Gibson not only predicts the new technologies people use today, but also the disruption to human society, and the alienation they will bring to human beings as well. In his cyberpunk novels, Gibson constructs a society controlled by technology, where economy, politics, and culture are all governed by technological rationality. The level of power acquired is determined by technology; the amount of wealth owned depends on the possession of advanced technology; art becomes a tool for making money, losing its negativity and criticism nature, and human beings are further subordinated to technology.

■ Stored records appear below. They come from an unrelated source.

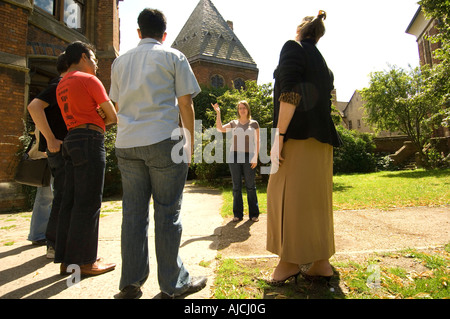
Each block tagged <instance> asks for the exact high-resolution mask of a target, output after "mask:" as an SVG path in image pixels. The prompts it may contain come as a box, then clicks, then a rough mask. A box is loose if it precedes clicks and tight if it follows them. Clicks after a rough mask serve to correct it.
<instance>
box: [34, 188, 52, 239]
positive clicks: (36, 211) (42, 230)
mask: <svg viewBox="0 0 450 319" xmlns="http://www.w3.org/2000/svg"><path fill="white" fill-rule="evenodd" d="M52 200H53V194H52V189H51V187H50V186H48V187H37V190H36V198H35V200H34V205H33V214H32V215H31V222H30V232H29V234H28V240H29V241H39V240H43V239H45V230H46V229H47V224H48V220H49V216H50V211H51V209H52Z"/></svg>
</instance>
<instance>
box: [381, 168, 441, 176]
mask: <svg viewBox="0 0 450 319" xmlns="http://www.w3.org/2000/svg"><path fill="white" fill-rule="evenodd" d="M448 176H450V169H432V170H431V169H430V170H414V171H399V172H392V173H388V174H385V175H384V176H383V177H389V178H396V177H402V178H424V177H437V178H440V177H448Z"/></svg>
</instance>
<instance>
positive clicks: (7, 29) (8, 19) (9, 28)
mask: <svg viewBox="0 0 450 319" xmlns="http://www.w3.org/2000/svg"><path fill="white" fill-rule="evenodd" d="M28 14H29V11H28V10H26V9H24V8H20V7H17V6H14V5H13V4H10V3H6V2H3V1H2V2H0V21H1V22H2V30H1V32H0V48H1V49H0V51H2V52H5V53H9V54H15V55H19V56H25V54H26V43H24V41H23V39H26V38H27V30H28V25H27V24H28Z"/></svg>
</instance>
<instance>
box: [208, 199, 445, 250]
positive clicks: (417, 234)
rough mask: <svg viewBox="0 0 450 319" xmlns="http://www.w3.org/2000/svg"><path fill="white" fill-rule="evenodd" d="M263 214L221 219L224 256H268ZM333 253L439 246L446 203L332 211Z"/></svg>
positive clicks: (220, 241)
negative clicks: (382, 209) (369, 208)
mask: <svg viewBox="0 0 450 319" xmlns="http://www.w3.org/2000/svg"><path fill="white" fill-rule="evenodd" d="M266 228H267V215H265V214H263V215H260V221H259V222H252V221H249V220H246V219H244V220H243V221H240V222H237V223H236V222H233V221H231V218H227V219H225V220H224V223H223V225H222V227H220V228H219V229H217V230H216V231H217V233H218V234H219V235H220V236H219V237H218V244H217V247H218V250H219V253H220V254H221V255H223V256H224V257H250V256H270V255H272V253H270V252H268V251H267V250H266V234H267V231H266ZM334 231H335V246H336V256H339V255H340V254H359V253H370V252H382V251H396V250H400V249H406V248H428V247H439V246H442V245H445V244H447V243H450V208H449V207H412V208H402V209H392V210H388V211H383V210H352V211H350V210H347V211H336V212H335V213H334Z"/></svg>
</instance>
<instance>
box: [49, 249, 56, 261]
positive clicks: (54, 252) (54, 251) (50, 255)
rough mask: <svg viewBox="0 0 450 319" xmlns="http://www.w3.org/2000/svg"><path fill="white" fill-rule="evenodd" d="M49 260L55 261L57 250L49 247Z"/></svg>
mask: <svg viewBox="0 0 450 319" xmlns="http://www.w3.org/2000/svg"><path fill="white" fill-rule="evenodd" d="M47 258H48V259H55V249H54V248H53V247H47Z"/></svg>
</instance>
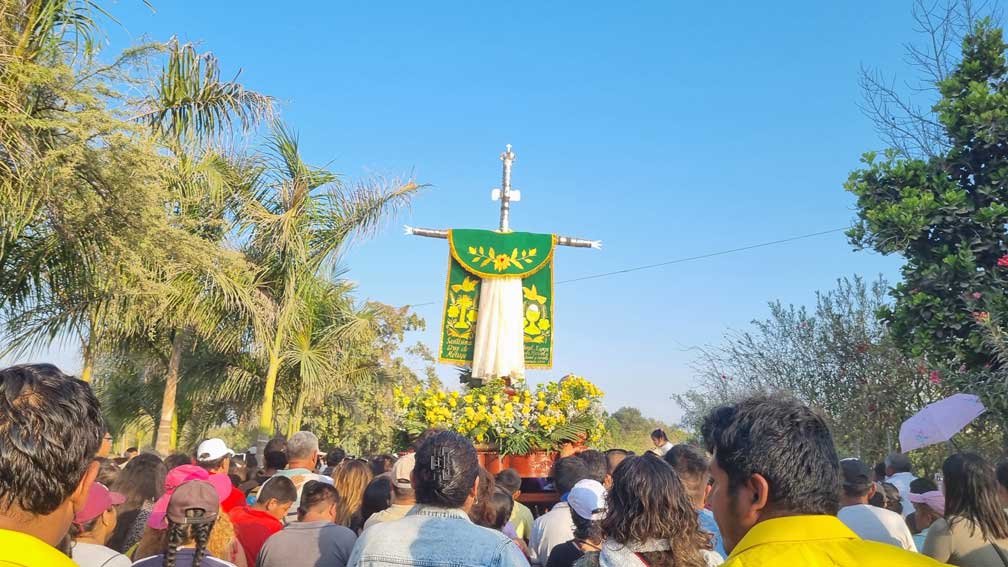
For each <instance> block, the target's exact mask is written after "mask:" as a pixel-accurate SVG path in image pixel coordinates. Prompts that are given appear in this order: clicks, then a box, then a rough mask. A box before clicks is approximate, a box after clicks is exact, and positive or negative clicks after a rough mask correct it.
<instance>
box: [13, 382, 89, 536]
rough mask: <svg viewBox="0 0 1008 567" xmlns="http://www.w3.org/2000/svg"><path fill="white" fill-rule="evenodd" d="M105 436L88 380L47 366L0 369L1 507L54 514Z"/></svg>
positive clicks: (24, 510) (76, 483)
mask: <svg viewBox="0 0 1008 567" xmlns="http://www.w3.org/2000/svg"><path fill="white" fill-rule="evenodd" d="M104 437H105V422H104V421H102V414H101V411H100V410H99V406H98V400H97V399H96V398H95V394H94V392H92V391H91V386H89V385H88V383H87V382H85V381H83V380H80V379H78V378H75V377H74V376H70V375H68V374H65V373H62V372H60V371H59V369H58V368H56V367H55V366H53V365H51V364H21V365H18V366H11V367H9V368H5V369H3V370H0V447H3V450H0V509H8V508H10V506H12V505H16V506H17V507H19V508H21V509H22V511H23V512H25V513H27V514H31V515H37V516H46V515H49V514H52V513H53V512H54V511H55V509H56V508H57V507H59V505H60V504H62V502H65V501H66V500H67V498H69V497H70V496H71V494H73V493H74V490H76V489H77V486H78V484H80V482H81V479H82V478H83V477H84V474H85V473H86V472H87V470H88V467H89V466H90V465H91V463H92V459H94V457H95V454H96V453H97V452H98V449H99V448H100V447H101V446H102V440H103V438H104Z"/></svg>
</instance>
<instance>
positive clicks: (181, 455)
mask: <svg viewBox="0 0 1008 567" xmlns="http://www.w3.org/2000/svg"><path fill="white" fill-rule="evenodd" d="M134 460H135V459H134ZM191 464H193V457H191V456H188V455H186V454H185V453H174V454H171V455H168V456H167V457H166V458H165V459H164V467H165V468H167V469H168V472H171V470H172V469H175V468H178V467H180V466H182V465H191Z"/></svg>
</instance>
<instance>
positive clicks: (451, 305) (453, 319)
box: [446, 275, 478, 339]
mask: <svg viewBox="0 0 1008 567" xmlns="http://www.w3.org/2000/svg"><path fill="white" fill-rule="evenodd" d="M476 283H477V280H476V279H474V278H472V277H469V276H468V275H467V276H466V278H465V279H463V281H462V283H456V285H455V286H452V292H451V293H450V294H449V307H448V322H447V325H446V327H447V328H448V332H449V334H450V335H452V336H454V337H459V338H461V339H468V338H470V337H471V336H472V335H473V329H474V328H475V326H476V318H477V316H478V313H477V309H476V308H477V303H476Z"/></svg>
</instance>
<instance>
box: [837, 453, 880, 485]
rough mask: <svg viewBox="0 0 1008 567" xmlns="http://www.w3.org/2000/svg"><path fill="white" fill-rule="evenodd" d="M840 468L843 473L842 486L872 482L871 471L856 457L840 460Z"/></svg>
mask: <svg viewBox="0 0 1008 567" xmlns="http://www.w3.org/2000/svg"><path fill="white" fill-rule="evenodd" d="M840 469H841V471H842V472H843V473H844V486H852V487H854V486H868V485H869V484H871V483H872V471H871V470H870V469H869V468H868V465H866V464H865V463H863V462H861V461H860V460H858V459H844V460H842V461H840Z"/></svg>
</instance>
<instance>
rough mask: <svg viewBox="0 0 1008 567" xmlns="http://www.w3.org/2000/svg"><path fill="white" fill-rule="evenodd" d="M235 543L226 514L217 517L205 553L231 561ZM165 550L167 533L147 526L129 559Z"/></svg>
mask: <svg viewBox="0 0 1008 567" xmlns="http://www.w3.org/2000/svg"><path fill="white" fill-rule="evenodd" d="M236 541H237V539H236V537H235V527H234V525H233V524H232V523H231V519H229V518H228V515H227V514H222V515H220V516H218V517H217V521H216V522H214V524H213V528H212V529H211V530H210V536H209V538H208V540H207V551H208V552H210V555H212V556H214V557H217V558H220V559H224V560H227V561H232V560H233V559H234V555H235V542H236ZM167 548H168V531H167V530H155V529H154V528H150V527H149V526H148V527H146V528H145V529H144V532H143V537H142V538H141V539H140V543H139V544H137V546H136V550H135V551H134V552H133V557H131V559H133V560H137V559H143V558H144V557H151V556H154V555H159V554H162V553H165V550H167Z"/></svg>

Technology and the rapidly developing economy can satisfy humans’ false needs, resulting in their losing their rebellious spirit and turning into one-dimensional men. Meanwhile, people are dominated by profits and neglect the maintenance of their relationships. Although technology has greatly improved the lives of most people, highly developed technology has become a means of controlling human beings, which is contrary to its original purpose.